Dewine loyalists insist that's not how he rolls, though, that he doesn't pander or reposition to suit his own political future.
For the first six or so months of the pandemic, it sure looked like that was the truth.
Then Acton, badgered by a small but persistent gaggle of kooks and worse, resigned in August 2020.
And that marked the beginning of the end of the Dewine we knew, he of the thick skin, daily coronavirus briefings and many collegiate ties.
“It was a remarkable act of transparency,” Amy Fairchild, dean of Ohio State University's College of Public Health, said of those briefings. “Any political leader who puts themselves in that position on a daily basis – to have to answer hard questions in the face of great uncertainty is a tremendous public service.”
The briefings ended earlier this summer, when daily viewers had dropped to about 10,000 from a March 2020 peak of roughly 1.2 million. With them gone, the governor quietly stepped back from the forefront of Ohio's COVID-19 fight.
Some of this isn't on him. We shouldn't forget that Ohio lawmakers passed Senate Bill 22, which allowed them to rescind Ohio Department of Health orders, including mask mandates. Dewine vetoed the bill, but legislators voted to override him. So if Dewine tried again to impose a mask mandate in schools, a legislature controlled by his own party could undo it immediately.
Facing muzzles like this and being up for reelection in 2022, Dewine must have seen the threats of schoolyard bullies scrawled on the wall.
He began to back down.

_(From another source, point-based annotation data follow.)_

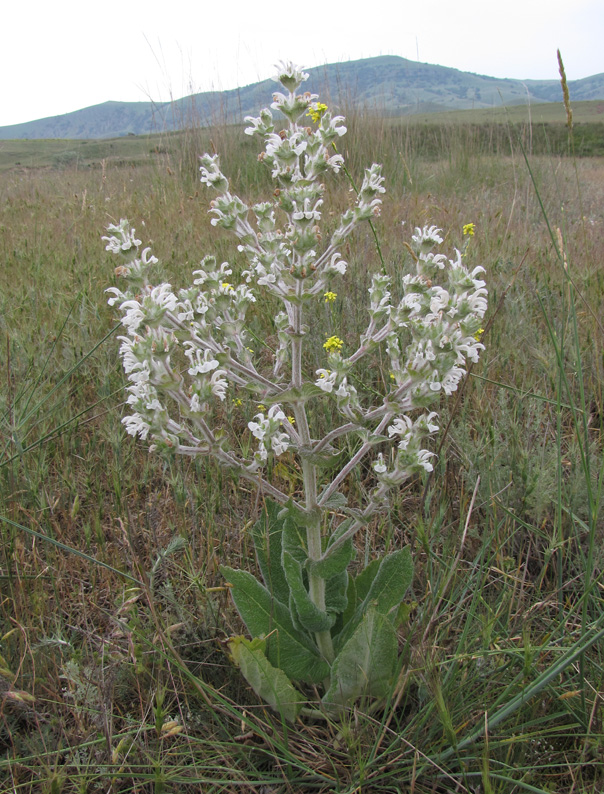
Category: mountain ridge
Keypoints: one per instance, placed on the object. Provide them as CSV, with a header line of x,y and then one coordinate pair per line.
x,y
390,84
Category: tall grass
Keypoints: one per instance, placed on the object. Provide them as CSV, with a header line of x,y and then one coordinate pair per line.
x,y
113,616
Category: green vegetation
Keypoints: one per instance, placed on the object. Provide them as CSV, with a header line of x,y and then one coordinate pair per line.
x,y
114,674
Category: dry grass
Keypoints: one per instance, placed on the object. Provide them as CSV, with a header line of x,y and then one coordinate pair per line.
x,y
97,664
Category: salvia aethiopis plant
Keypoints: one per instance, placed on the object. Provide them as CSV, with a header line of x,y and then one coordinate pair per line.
x,y
315,626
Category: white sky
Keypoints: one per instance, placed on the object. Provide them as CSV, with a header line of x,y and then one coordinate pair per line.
x,y
64,55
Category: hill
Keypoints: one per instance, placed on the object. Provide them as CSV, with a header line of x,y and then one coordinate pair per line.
x,y
392,85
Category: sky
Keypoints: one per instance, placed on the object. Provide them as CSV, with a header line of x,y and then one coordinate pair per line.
x,y
65,55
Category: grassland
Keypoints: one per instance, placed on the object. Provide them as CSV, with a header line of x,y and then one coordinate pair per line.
x,y
113,615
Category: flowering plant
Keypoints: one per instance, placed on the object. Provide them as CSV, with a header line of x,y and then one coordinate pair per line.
x,y
311,620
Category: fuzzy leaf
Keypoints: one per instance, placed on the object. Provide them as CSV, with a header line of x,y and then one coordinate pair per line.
x,y
335,502
310,616
286,648
391,582
381,586
267,534
364,579
336,562
365,665
268,682
336,592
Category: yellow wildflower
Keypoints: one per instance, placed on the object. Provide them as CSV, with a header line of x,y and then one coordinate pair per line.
x,y
316,111
333,344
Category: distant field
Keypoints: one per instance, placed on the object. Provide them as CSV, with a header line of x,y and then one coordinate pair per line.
x,y
547,122
542,113
114,675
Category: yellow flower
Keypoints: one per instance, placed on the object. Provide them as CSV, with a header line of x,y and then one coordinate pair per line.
x,y
333,344
317,111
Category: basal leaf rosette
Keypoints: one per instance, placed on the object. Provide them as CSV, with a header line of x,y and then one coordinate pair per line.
x,y
189,356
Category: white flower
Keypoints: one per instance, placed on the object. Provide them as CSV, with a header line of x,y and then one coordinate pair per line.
x,y
126,239
337,265
136,425
258,429
219,384
379,466
201,361
279,443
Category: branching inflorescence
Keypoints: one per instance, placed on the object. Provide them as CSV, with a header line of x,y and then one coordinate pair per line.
x,y
186,352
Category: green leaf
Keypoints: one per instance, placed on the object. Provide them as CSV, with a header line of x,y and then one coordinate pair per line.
x,y
365,665
364,579
287,648
391,582
336,562
336,593
310,616
335,502
294,395
294,540
267,534
385,583
268,682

The same issues that once would have yielded his unflinching assessment now yield only generalities that foist responsibility onto his constituents.
“These decisions today rest with each parent,” he said before school started, discussing mask mandates as the delta variant surged. “It rests with the parent and with each school official.”
That's what's known as passing the buck.
This change in style, or intestinal fortitude, may be cast by Dewine's people as practical, but Dayton Mayor Nan Whaley, a Democrat hoping to oust Dewine next fall, is right to suspect it is political.
As COVID-19 infections among children soar and hospital systems have undertaken an advertising campaign that begs Ohioans to get vaccinated, we are left with tepid sentiments from the governor, like this one about the recent trend of taking a horse dewormer unapproved for treatment of COVID-19.
“I think we should listen to the medical community,” Dewine said.
You can almost see him eyeing the exits.
In our ongoing time of need, we are left with our governor, once fearless in the face of an uncertain and unsettling future, now increasingly concerned with his own.